Sobre o perigo de aniquilação da liberdade e do bem coletivo decorrentes de uma imprensa sem interferências governamentais, ressaltando o pensamento do publicista alemão Wuttke na defesa dos direitos da imprensa e da importância dos jornalistas, assim discorreu o intelectual brasileiro: “Da mesma convicção estou eu possuído, quando insisto em reagir contra a lepra, com que a política dos nossos dias está grassando o jornalismo brasileiro. Tenho certeza, adquirida na experiência do mundo inteiro, que este mal de mofo e bafio, criado à sombra e no charco, não se cura senão a poder de ar livre e luz solar. É obra da mentira; e a mentira não se medica homeopaticamente, com os seus semelhantes.
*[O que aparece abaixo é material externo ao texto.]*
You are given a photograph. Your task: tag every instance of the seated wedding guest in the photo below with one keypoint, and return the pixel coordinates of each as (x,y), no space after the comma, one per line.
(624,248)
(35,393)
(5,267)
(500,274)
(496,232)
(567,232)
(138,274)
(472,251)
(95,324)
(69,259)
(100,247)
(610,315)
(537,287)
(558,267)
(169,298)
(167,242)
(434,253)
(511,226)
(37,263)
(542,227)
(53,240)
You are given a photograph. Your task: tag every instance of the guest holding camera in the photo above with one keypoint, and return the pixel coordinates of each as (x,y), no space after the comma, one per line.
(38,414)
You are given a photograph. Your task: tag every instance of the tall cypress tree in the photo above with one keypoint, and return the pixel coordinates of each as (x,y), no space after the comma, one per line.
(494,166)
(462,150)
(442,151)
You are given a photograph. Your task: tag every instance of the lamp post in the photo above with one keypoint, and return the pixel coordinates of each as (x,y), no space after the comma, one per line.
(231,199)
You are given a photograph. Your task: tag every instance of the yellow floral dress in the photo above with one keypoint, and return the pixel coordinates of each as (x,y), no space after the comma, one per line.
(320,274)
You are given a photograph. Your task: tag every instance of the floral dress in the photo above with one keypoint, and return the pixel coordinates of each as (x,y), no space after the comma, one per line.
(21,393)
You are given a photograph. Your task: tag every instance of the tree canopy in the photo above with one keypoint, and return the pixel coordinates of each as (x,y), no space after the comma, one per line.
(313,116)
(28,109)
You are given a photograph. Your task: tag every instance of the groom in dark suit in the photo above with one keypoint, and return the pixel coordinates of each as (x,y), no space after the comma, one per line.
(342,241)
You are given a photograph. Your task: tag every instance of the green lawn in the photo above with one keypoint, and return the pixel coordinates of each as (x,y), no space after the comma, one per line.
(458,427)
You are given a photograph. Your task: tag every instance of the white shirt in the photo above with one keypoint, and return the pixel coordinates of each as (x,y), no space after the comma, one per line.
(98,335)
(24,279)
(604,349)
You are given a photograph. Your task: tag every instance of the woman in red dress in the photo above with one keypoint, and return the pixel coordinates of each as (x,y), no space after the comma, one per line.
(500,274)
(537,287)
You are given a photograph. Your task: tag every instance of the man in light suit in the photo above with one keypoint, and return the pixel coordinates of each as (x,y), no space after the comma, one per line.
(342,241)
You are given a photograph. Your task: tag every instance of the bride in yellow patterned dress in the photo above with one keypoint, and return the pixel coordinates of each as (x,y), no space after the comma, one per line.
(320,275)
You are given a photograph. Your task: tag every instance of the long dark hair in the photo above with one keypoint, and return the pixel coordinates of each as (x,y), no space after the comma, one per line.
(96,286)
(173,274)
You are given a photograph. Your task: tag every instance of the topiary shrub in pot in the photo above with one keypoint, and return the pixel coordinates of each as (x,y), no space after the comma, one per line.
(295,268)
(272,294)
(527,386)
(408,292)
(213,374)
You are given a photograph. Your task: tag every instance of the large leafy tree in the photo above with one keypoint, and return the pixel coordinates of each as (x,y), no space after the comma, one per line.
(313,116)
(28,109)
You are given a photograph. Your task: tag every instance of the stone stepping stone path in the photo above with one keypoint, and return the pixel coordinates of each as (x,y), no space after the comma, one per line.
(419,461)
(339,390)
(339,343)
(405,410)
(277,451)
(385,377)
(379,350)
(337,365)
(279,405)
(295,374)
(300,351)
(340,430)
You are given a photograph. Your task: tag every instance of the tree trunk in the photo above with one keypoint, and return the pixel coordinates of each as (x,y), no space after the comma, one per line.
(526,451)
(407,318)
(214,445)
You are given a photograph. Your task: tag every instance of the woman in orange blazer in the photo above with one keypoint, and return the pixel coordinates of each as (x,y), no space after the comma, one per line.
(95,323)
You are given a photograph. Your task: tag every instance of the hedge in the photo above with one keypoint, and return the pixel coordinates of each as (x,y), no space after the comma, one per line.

O remédio da mentira está na verdade. A República, entre nós, se consagrou ao culto da mentira. Só nos salvaremos, opondo a essa idolatria a religião da verdade”.

Como se nota, a história demonstra que a aproximação e a interferência dos governos na imprensa sempre a infectaram de promiscuidades e de proliferação de inverdades na condução da defesa de direitos partidários e na manipulação da opinião pública.

Qualquer interferência, por menor que seja, decorrente da esfera política – na seara da publicidade dos atos e das opiniões jornalísticas – é de uma perniciosidade letal para qualquer democracia.

Eventuais erros, abusos e responsabilidades deverão ser discutidos, apurados e disseminados no seio do Poder Judiciário, órgão competente para resolver conflitos em um Estado Democrático de Direito.